Sixty-eight percent of respondents said they were fed up with the lack of EHR interoperability, which hampers the ability of providers to exchange patient data. Here again, MGMA would like to see more government regulation to prevent hospitals and EHR vendors from charging exorbitant interface fees — a practice that Tennant termed a form of information blocking.

Another concerning issue, as noted by 59% of practices, is the increasing use by payers of "virtual credit cards." This is a form of electronic funds transfer (EFT) in which a health plan issues a one-time credit card number that can be entered into a credit card terminal to pay a practice for a particular batch of claims. According to Tennant, practices that use virtual credit cards must pay charges of around 3% to the bank issuing the credit card. Alternatively, he said, plans may do direct EFT to the practice's bank account but often charge 3% to 4% for the privilege.

Holmes said larger groups can usually negotiate these charges out of their payer contracts but that small and medium-sized practices lack the leverage to do that.

Moreover, Tennant noted, virtual credit cards make it impossible to use electronic remittance advice to trigger automated payment posting, which can save practices money. MGMA is working on this issue with other health industry groups and hopes to get some action from CMS (which governs HIPAA transactions) in the near future.

Forty-one percent of the respondents were very or extremely concerned about Medicare credentialing. Most commercial payers, Tennant noted, have long used the ProView database of the Coalition for Quality Affordable Healthcare (CAQH) for credentialing, but CMS refuses to come aboard.
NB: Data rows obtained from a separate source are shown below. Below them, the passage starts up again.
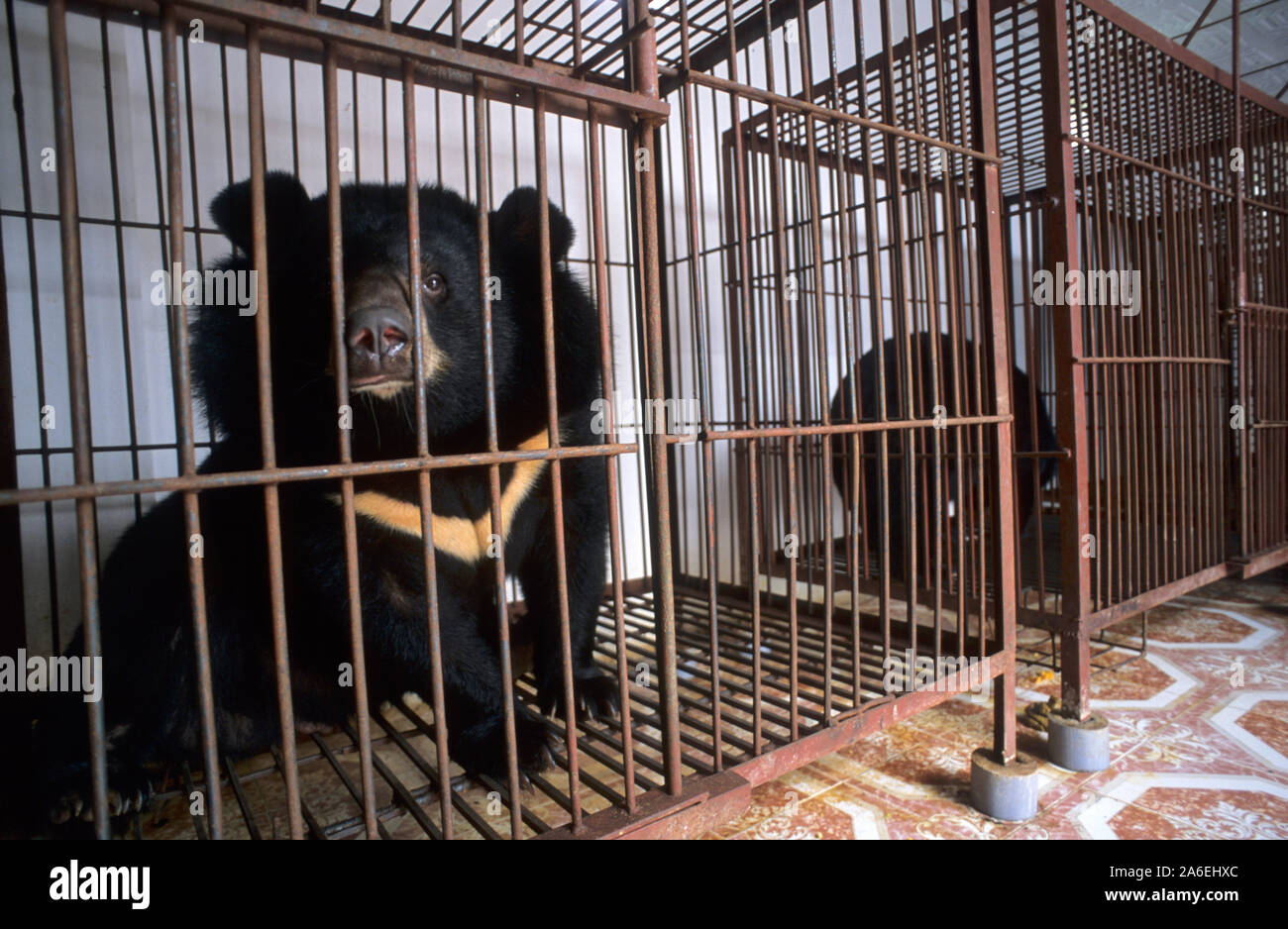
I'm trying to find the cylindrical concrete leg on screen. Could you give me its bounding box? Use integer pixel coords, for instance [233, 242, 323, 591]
[970, 749, 1038, 822]
[1047, 713, 1109, 771]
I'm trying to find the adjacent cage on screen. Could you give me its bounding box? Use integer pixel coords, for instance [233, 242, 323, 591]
[995, 0, 1288, 719]
[658, 3, 1015, 782]
[883, 0, 1288, 719]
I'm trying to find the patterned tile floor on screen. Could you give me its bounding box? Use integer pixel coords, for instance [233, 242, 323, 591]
[705, 568, 1288, 839]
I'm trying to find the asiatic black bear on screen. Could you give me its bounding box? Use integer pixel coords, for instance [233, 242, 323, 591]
[34, 173, 617, 821]
[831, 332, 1059, 580]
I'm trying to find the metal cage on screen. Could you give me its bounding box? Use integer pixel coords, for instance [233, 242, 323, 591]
[0, 0, 1288, 838]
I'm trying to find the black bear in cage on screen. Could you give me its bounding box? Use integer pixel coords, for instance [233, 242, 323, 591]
[34, 173, 617, 822]
[831, 332, 1060, 580]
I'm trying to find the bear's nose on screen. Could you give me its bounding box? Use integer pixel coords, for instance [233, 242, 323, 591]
[347, 306, 407, 364]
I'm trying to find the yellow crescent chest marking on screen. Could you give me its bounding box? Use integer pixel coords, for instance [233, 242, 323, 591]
[330, 431, 550, 563]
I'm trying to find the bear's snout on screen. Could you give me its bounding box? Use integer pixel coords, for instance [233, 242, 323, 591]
[345, 305, 412, 387]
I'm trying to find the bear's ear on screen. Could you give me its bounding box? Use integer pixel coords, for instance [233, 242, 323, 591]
[210, 171, 309, 255]
[488, 186, 574, 261]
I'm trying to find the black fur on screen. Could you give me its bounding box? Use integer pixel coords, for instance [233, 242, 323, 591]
[35, 173, 615, 833]
[831, 332, 1059, 580]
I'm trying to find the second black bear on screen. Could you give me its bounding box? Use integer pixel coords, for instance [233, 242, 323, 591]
[34, 173, 617, 821]
[831, 332, 1059, 580]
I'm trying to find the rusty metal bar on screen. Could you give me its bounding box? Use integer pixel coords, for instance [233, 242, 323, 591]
[246, 26, 304, 839]
[49, 0, 110, 839]
[160, 6, 224, 839]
Despite the very high costs of regulatory compliance, Holmes emphasized, neither administrative tasks nor a loss of physician productivity entirely accounts for them. Some of this spending represents investments in practice transformation, such as using portals to increase patient engagement or improvements in quality and outcomes, which can translate into higher-quality scores and bonuses, she said.

The full text of the survey is available on the MGMA website.